What is reactive attachment disorder?
highly disturbed and inappropriate social relatedness not due to other mental disorders
What causes reactive attachment disorder?
Result from grossly pathological early caregiving, possibly extreme child abuse, severe neglect, or frequent changes in caregivers
What are treatments for reactive attachment disorder?
-Controversial popular treatments (e.g., rage-reduction, holding therapy), often involving physical constraint and coercion
-Best practices include empirically based behavioral approaches and parent training
What is Bowlby's attachment theory?
A system in innate behaviors bond an infant to a primary caregiver for proximity maintenance, providing a secure base and safe haven.
What is the strange situation test?
-Series of eight 3-min episodes introducing changes in a social situation
-Infant reactions carefully recorded; tendency to explore, reactions to mother and stranger
What 3 patterns did Ainsworth identify?
Securely attached (B babies)
Anxious-ambivalent insecurely attached (C)
Avoidant insecurely attached (A)
**Other researchers later identified fourth pattern
Disorganized-disoriented insecurely attached (D)
What are some influences on attachment quality?
-Mothers of securely attached babies provide consistent, sensitive care
-Mothers of insecurely attached babies are more likely to be insensitive
-Maternal caregiving in 1st year correlated with infants' attachment quality at 12 months
-Mothers of disorganized-disoriented babies may be abusive, neglectful
What does early social bonding do?
links biology and behavior
Define infant temperament?
-Infant temperament may influence attachment
-Difficult babies highly reactive, fearful, irritable
-Easy babies more placid, positive, regular
-Slow-to-warm-up babies between the extremes, more fearful, wary, but less reactive and irritable
-Parents can adjust to infants' temperament to improve goodness of fit
-Effects of temperament and caregiving interact, mutual influence over time
What is rythmicity?
The predictability of an individuals sleep, feeding, elimination, and other biological cycles; an aspect of infant temperament.
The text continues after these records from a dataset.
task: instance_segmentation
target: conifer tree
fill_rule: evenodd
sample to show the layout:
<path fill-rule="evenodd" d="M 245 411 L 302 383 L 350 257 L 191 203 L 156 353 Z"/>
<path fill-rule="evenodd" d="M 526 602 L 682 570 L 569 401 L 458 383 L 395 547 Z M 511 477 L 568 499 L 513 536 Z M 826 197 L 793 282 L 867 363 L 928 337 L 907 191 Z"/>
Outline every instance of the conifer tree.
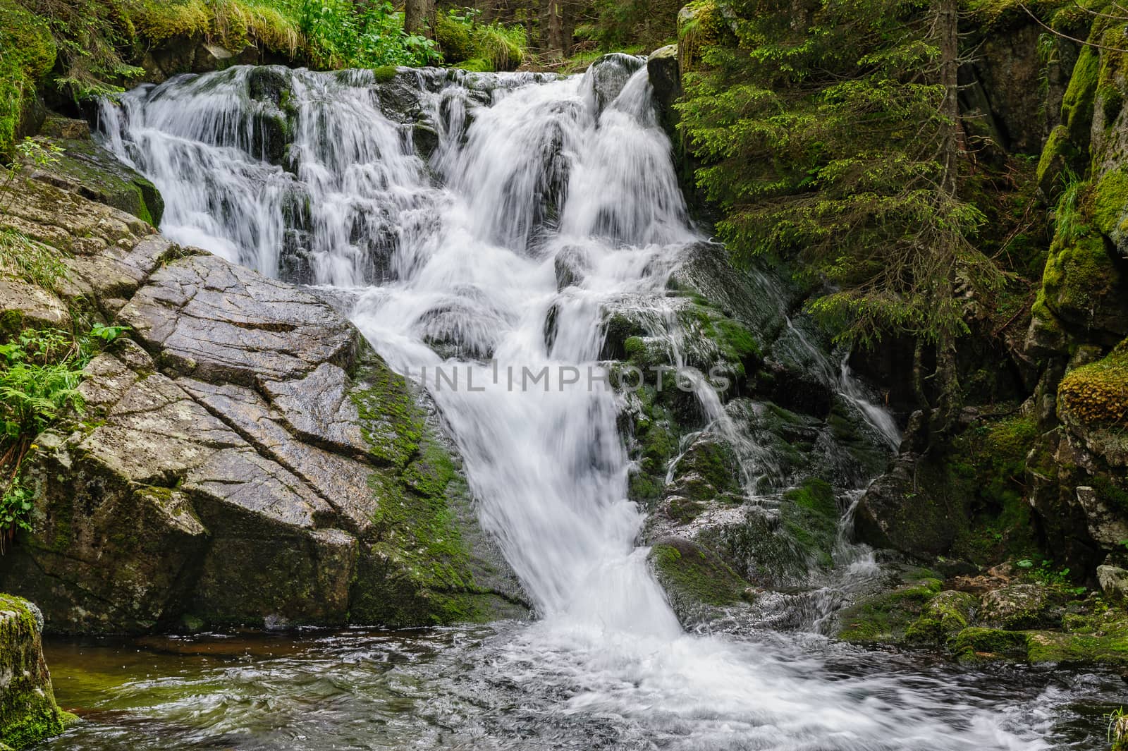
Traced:
<path fill-rule="evenodd" d="M 846 342 L 935 353 L 937 427 L 959 408 L 957 290 L 992 285 L 960 195 L 955 0 L 751 0 L 688 73 L 682 126 L 737 260 L 799 259 L 810 308 Z"/>

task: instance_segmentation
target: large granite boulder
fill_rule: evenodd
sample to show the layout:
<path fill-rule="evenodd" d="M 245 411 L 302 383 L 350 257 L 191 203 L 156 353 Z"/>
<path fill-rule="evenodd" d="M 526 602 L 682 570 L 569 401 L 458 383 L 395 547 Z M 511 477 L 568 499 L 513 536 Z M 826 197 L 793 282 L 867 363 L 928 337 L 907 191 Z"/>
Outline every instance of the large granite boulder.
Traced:
<path fill-rule="evenodd" d="M 42 634 L 38 608 L 0 594 L 0 750 L 32 746 L 74 718 L 55 704 Z"/>
<path fill-rule="evenodd" d="M 129 327 L 86 368 L 81 414 L 25 462 L 35 531 L 0 558 L 0 589 L 36 600 L 49 630 L 526 611 L 433 408 L 340 313 L 29 186 L 14 221 L 67 250 L 61 310 Z"/>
What are broader influences on attachment?
Mothers and fathers
-Infants securely attached to one parent likely to be securely attached to both, but not always
-Mothers and fathers tend to parent similarly, both highly involved and responsive, or both not
-Attachment can change if care giving changes
Cultural influences on infant attachment
-Majority are securely attached across cultures
-Variations in distribution of attachment patterns
Substitute care, non-maternal care, day care
-Quality of care is a critical factor
Does daycare pose a risk to infants?
-Increase in the risk of insecure attachment
-Infants in poorer quality care, and for longer periods, develop more insecure attachments
-A significant risk when care quality is inadequate
Longer term effects of early substitute care
-Cognitive and behavioral effects moderated by quality of substitute care
-Later behavioral problems also depend on family risk factors, e.g., poverty, stress, conflict, etc.
What is the importance of early attachment?
-Early attachment predicts later functioning; dependency, self-confidence, social skills
Define disorganized attachment
Disorganized (D) attachment based on study of cases not classifiable as Avoidant (-), Secure (B), or Ambivalent (C)
-Behavioral manifestations include contradictory, conflicted behaviors (approach and avoidance), misdirected movements, disorientation, "freezing in place"
-Disorganized attachment may be rooted in child maltreatment, including serious abuse or neglect, or frightened or frightening behavior of parent
What effect does depression have on a baby?
Depressive mothers report fewer child-oriented positive emotions and concerns than no depressant mothers.
Define the Goodness of Fit Model
suggests that temperament and care giving should interact in determining the quality of a childs attachment relationships.